Venir ici, c'était choisir une autre temporalité, se retirer du temps social commun, se mettre en marge du devenir normal, c'était un peu comme décider que nous ne voulions pas que les saisons soient un éternel recommencement. Les hommes, en règle générale, attendent la mort en pensant qu'elle seule va leur révéler le sens de la vie. C'est dans cette longue attente incertaine, dans cette patiente construction-déconstruction, qu'ils placent l'espoir enfantin de ne pas avoir vécu en vain. Le feu de la mort les brûle et les réchauffe tout à la fois, et ils préfèrent laisser au destin biologique la charge de la preuve. Nous faisons au contraire le pari que même un printemps unique peut suffire à vivre vraiment, fondé et bordé qu'il est par le gouffre et l'insu. Je crois que tous ici nous sommes des amoureux du Temps, de son mystère terrible. Sur les objets en métal précieux, on trouve un poinçon qui en certifie la qualité. C'est ce qu'on appelle le "titre". Depuis 1838, la Minerve indique la quantité de métal précieux que contient un objet en argent. Si la minerve est placée dans un octogone et accompagnée du chiffre 1, l'argent est pur à 95% (24 carats). Si elle placée dans un ovale tronqué et accompagnée du chiffre 2, l'argent n'est pur qu'à 80 % (19 carats). S'installer sur l'île, c'est comme choisir de vivre à 24 carats au lieu de 19. Évidemment, ç'a un prix. Le métal précieux, c'est le Temps. On en a sans doute moins, mais il est plus précieux.
Vivre de cette manière implique qu'on ait déjà fait ses adieux au monde et à ceux qu'on aime, puisqu'on sait bien qu'on n'aura pas le temps de se préparer à la mort, que "mettre ses affaires en ordre" est un luxe qu'on ne connaîtra pas. On n'aura pas non plus le temps de réparer quoi que ce soit, ce qui rend les disputes et les conflits bien plus difficiles à supporter, et ce qui oblige, paradoxalement, à toujours envisager l'outre, l'après, car nous savons bien que le définitif n'est pas de l'ordre de l'humain, c'est la raison pour laquelle la mort ne peut être qu'une sortie du temps, car le temps et l'humain ont passé ensemble un contrat inviolable.
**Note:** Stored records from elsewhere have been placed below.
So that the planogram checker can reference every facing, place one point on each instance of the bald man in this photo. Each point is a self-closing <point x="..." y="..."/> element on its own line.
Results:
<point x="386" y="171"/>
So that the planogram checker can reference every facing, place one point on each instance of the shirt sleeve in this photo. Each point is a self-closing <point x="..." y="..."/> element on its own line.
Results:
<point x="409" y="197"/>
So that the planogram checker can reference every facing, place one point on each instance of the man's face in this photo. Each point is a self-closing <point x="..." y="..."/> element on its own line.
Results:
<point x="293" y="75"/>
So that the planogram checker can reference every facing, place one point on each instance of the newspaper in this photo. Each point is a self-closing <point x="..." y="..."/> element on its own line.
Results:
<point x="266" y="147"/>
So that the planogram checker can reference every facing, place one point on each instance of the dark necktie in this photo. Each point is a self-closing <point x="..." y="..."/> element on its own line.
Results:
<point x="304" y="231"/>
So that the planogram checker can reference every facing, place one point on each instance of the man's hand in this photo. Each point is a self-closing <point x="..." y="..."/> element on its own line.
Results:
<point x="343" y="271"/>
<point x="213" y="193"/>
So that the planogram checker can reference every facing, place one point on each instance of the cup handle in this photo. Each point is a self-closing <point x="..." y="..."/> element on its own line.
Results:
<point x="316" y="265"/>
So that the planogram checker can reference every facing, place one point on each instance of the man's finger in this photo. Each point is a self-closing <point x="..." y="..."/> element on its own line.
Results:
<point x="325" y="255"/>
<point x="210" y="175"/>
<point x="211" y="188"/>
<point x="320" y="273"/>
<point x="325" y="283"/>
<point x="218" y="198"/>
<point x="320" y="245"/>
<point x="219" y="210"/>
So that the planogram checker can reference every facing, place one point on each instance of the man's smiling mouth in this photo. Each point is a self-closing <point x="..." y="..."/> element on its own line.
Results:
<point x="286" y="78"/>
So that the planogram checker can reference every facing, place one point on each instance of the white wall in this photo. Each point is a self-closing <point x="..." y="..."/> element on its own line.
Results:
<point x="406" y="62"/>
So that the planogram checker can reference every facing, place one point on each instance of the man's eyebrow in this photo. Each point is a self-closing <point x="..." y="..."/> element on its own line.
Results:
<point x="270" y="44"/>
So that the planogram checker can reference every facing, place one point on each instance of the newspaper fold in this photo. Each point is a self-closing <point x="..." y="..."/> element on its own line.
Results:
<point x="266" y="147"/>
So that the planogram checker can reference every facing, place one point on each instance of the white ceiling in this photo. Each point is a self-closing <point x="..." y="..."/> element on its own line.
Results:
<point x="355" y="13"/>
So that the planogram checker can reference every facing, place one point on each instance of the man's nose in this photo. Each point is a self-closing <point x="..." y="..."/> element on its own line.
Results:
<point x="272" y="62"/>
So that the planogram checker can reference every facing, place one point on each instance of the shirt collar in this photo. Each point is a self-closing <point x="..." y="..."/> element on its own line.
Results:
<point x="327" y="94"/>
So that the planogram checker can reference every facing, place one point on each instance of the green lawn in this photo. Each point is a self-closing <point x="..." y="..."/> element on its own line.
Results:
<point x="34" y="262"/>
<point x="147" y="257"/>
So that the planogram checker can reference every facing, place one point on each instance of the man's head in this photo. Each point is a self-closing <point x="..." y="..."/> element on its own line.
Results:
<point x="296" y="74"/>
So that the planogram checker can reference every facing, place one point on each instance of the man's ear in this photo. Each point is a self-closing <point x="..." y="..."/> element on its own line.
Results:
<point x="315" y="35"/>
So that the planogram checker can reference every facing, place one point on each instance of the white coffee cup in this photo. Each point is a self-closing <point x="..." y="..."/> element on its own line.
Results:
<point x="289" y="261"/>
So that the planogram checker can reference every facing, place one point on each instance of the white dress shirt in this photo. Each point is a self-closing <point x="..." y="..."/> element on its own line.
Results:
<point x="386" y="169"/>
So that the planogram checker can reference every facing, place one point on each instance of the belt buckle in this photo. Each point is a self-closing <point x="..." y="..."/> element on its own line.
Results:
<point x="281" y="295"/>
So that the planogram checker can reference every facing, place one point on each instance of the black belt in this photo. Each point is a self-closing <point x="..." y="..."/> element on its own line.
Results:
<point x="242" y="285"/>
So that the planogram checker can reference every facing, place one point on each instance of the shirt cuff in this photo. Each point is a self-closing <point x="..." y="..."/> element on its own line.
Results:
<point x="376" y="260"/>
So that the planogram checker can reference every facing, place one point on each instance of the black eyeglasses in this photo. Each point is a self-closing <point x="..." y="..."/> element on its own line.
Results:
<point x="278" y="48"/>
Depuis que nous sommes sur l'île, écouter de la musique, par exemple, est devenu une activité quasiment sacrée, puisque chaque œuvre écoutée peut se révéler être la fameuse "œuvre qu'on aura écoutée juste avant de mourir", la brise au sel subtil qui nous brûlait aux lèvres…
Attendre : [L'idée suggérée est celle d'un simple écart temporel, à laquelle se joint habituellement l'idée implicite d'un lieu où se trouve le sujet] Rester en un lieu, l'attention étant fixée sur quelqu'un ou quelque chose qui doit venir ou survenir.
Cette définition décrit parfaitement notre vie sur l'île. Nous attendons. L'attente et la vie se confondent. En réalité, elles se confondent en chaque être humain, mais il fait généralement en sorte de ne pas le savoir, alors qu'au contraire nous rendons cette attente sensible, active, essentielle. Ce qu'il appelle vivre est justement cette tension perpétuelle mise à ne pas savoir, à ne pas sentir qu'il est en train d'attendre la mort qui vient. Cette attente consciente, c'est le poinçon du Temps, c'est son titre. Au lieu de chercher à désinscrire la mort de la vie, nous cherchons à l'y graver avec plus de force. Le Temps est à la fois la malédiction et le luxe suprême de l'homme. Enfin, je crois… Mais peut-être, après tout, que ce qui attire nos compagnons sur l'île est seulement le prix de l'immobilier. C'est même le plus probable. Remettons ce quatuor de Schumann, veux-tu, et viens près de moi, tout près.